Моя прародительница возникает из клубов дыма, которые заволокли спальню, словно в танце: руки воздеты над головой, талия изогнута. Завитки черного ветра проникают ко мне в ноздри и заполняют их резким уксусным запахом гниющего сахарного тростника.
Йохан рассказывал нам на уроках, что рабы жгли сахарный тростник, чтобы истребить вредителей, которые могли погубить урожай. Одновременно они сжигали и своих покойников — ради экономии времени. Для оставшихся растений все это было на пользу, их после этого становилось легче собирать и таскать. А тела выбрасывали вместе с ненужными обугленными листьями и мертвыми жучками.
Мама Джова опускает руки и пристально смотрит на меня.
Мне неловко смотреть на ее наготу, но я не отворачиваюсь.
— Э-э… Здравствуй.
Она закатывает глаза.
Так себе начало беседы. Я сплетаю пальцы.
— Я решила, что выполню твое задание.
Мне отчаянно хочется взять свои слова назад, и та крошечная частичка моей души, которая верит в успех, отбивается от сомнений, которых гораздо больше.
Мама Джова не кивает. Не шевелится. Ничем не показывает, что она меня слышит и ей не все равно.
Спустя некоторое время она протягивает мне руку.
Я смотрю на эту руку. Да, я плохо умею принимать решения, но, если у меня есть малейшая возможность добиться успеха, спасти магию и спасти Иден, я ей воспользуюсь. А успех мне очень нужен — я не хочу потерять сестренку.
Я тоже протягиваю руку и стискиваю ладонь Мамы Джовы.
Ее губы складываются в бледную улыбку, от которой меня пробирает дрожь. Она поднимает большой палец, его подушечка сама собой трескается, и Мама Джова стискивает в ответ мою руку — так, что наши кровоточащие пальцы соприкасаются.
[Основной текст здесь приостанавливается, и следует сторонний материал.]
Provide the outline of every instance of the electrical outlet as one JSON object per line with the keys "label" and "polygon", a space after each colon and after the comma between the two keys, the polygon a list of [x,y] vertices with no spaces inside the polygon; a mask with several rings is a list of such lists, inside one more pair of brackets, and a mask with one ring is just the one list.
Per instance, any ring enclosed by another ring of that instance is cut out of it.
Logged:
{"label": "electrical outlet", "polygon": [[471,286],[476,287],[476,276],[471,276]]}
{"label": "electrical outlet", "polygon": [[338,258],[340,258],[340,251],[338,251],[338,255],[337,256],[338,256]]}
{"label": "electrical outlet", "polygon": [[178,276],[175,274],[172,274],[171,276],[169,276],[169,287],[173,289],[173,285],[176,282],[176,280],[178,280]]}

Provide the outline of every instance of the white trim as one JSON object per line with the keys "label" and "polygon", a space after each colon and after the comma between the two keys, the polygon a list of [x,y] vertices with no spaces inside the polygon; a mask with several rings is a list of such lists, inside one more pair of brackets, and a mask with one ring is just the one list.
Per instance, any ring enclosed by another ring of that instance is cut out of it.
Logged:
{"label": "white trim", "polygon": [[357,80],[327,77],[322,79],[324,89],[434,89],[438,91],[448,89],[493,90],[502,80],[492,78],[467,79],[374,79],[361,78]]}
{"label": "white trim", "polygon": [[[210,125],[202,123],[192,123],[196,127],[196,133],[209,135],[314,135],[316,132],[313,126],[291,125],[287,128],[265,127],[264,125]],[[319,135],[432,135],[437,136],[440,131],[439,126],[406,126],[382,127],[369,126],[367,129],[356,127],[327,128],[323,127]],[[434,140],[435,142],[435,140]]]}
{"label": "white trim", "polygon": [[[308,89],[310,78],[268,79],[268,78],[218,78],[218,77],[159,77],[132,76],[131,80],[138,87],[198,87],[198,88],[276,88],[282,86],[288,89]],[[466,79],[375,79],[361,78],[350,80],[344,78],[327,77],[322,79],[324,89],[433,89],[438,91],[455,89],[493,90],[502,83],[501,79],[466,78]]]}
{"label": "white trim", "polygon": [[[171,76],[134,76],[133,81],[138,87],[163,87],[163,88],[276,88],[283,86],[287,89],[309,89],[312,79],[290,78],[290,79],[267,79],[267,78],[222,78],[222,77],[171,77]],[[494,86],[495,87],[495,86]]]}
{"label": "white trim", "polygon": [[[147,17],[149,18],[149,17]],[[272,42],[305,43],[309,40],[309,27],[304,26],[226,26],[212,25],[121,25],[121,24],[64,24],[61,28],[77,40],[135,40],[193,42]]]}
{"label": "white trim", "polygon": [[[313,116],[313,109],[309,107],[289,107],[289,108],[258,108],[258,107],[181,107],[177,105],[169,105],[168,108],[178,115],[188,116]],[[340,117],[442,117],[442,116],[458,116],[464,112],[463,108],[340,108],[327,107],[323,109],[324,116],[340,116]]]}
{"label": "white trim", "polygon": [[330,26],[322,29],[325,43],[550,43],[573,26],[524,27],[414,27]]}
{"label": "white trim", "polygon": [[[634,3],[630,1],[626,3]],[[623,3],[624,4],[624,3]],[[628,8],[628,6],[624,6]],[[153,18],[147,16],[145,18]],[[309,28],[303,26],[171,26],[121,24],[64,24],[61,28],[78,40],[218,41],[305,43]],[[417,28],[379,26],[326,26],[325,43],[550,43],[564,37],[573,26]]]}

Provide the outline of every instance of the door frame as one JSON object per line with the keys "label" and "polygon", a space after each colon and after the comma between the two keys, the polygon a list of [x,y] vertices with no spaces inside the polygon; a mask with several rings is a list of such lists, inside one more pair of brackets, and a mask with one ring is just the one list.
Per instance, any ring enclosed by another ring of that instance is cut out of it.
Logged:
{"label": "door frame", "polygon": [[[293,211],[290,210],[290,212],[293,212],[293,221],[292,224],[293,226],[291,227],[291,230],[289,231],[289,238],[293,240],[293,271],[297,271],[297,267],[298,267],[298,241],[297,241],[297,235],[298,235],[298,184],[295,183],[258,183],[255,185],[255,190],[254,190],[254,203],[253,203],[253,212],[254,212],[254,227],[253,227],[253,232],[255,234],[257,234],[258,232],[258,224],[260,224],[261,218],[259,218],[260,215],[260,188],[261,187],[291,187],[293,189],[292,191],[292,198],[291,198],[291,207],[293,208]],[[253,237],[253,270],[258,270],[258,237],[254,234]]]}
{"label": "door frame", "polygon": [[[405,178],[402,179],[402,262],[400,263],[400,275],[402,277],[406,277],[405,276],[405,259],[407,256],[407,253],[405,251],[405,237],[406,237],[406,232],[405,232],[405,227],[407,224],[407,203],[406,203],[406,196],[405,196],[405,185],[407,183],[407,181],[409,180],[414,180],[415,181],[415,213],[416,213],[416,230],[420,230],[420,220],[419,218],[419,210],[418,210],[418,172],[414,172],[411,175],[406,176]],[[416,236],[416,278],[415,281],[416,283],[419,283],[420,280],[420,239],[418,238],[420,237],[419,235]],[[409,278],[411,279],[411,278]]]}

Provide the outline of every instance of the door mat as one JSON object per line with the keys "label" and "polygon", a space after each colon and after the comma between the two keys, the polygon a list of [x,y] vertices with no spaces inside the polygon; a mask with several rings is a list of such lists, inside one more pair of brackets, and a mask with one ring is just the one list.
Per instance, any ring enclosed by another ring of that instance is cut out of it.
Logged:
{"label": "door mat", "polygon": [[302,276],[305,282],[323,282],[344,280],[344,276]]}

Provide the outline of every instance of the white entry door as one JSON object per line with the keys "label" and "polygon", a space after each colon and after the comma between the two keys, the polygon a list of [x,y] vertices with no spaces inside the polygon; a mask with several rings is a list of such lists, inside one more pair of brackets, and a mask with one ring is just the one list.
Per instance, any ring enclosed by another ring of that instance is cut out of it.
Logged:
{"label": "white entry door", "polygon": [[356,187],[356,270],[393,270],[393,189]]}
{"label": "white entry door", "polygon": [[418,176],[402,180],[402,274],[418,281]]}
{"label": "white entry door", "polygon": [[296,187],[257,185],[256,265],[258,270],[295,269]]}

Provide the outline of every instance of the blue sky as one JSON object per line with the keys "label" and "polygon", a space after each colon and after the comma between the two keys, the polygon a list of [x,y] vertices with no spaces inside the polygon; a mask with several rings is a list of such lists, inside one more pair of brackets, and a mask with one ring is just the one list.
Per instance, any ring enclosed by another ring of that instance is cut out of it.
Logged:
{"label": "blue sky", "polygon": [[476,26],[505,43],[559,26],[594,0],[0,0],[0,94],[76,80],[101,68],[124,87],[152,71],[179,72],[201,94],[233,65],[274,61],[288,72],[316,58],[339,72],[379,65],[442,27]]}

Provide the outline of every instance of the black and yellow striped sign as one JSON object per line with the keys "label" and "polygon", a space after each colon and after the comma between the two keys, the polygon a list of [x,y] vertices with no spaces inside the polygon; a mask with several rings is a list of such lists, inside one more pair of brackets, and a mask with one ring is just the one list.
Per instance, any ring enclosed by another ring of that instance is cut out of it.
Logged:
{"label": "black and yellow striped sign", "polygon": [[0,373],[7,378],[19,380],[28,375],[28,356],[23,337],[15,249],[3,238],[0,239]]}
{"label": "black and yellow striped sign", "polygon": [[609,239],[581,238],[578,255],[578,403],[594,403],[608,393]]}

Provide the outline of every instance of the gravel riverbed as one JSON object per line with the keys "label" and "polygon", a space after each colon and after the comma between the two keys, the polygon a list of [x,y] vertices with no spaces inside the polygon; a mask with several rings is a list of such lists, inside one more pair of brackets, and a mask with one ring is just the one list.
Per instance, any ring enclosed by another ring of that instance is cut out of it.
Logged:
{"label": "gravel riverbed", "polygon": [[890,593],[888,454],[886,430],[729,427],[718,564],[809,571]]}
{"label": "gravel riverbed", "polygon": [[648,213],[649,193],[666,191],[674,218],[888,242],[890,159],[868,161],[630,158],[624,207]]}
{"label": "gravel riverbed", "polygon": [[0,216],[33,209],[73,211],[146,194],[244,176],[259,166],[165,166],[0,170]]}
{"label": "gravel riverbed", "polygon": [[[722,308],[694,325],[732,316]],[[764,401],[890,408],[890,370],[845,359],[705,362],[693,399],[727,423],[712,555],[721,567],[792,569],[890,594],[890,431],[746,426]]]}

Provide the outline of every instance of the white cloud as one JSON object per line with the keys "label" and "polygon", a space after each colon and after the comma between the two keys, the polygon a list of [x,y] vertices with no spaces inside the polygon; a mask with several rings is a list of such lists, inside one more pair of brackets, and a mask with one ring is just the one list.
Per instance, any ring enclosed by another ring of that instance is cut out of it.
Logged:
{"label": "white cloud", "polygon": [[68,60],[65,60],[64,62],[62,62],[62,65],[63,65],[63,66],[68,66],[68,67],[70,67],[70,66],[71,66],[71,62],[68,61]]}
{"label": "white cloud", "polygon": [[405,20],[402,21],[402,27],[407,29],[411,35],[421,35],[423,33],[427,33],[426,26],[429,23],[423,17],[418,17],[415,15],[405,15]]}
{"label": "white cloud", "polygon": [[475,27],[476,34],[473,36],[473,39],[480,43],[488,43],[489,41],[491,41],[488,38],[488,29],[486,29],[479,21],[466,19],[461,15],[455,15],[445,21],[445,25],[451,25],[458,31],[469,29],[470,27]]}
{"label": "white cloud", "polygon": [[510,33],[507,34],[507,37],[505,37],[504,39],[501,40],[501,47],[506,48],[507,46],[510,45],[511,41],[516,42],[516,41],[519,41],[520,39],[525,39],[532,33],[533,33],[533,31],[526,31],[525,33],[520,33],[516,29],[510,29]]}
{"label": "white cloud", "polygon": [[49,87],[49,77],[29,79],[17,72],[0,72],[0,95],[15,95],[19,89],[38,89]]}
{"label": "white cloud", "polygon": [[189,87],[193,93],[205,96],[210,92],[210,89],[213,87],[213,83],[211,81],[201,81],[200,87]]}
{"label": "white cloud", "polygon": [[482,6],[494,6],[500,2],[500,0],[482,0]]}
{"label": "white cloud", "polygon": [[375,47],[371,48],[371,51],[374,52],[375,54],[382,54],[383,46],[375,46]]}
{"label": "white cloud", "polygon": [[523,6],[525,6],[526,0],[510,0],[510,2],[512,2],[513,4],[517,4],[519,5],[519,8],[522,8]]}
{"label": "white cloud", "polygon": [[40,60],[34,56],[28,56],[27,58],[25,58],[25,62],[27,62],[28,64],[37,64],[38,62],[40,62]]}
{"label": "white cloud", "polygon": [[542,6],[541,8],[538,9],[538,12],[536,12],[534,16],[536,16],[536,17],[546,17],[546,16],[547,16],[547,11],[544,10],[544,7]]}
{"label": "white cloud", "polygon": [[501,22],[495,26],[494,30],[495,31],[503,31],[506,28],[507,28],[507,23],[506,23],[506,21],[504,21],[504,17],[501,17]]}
Я смотрю ей в глаза. Там что-то теплится. Не удовлетворение, не грусть. Что-то.
— Вот твое задание. Найди свою первую любовь и отними жизнь у этого человека.
Голос Мамы Джовы пуст, как глаза ее возлюбленного, когда он мертвый стоял у дерева.
— Срок — до Карибаны, когда твои предки снова явят себя. Предвкушаю твой успех. Помни, я избрала тебя не просто так.
Она исчезает, а я стою посреди комнаты, и из пальца у меня сочится кровь. Капельки падают на пол — да так громко, что по комнате гуляет эхо.
Отнять жизнь.
Погубить. Ликвидировать. Уничтожить.
Все это красивые слова, которые обозначают одно: я должна убить свою первую любовь.
Мы стали чистыми колдунами еще до моего рождения, еще до рождения мамы. Мы дали клятву не проливать ради колдовства ничьей крови, кроме своей. Никому из нас и в голову бы не пришло причинить кому-то вред ради колдовской силы. А теперь мне надо поступить прямо противоположным образом.
До Карибаны всего месяц.
Тридцать дней на то, чтобы влюбиться и стать убийцей.
Мама Джова покинула меня, не оставив ничего, кроме этого задания и приставучего запаха дыма.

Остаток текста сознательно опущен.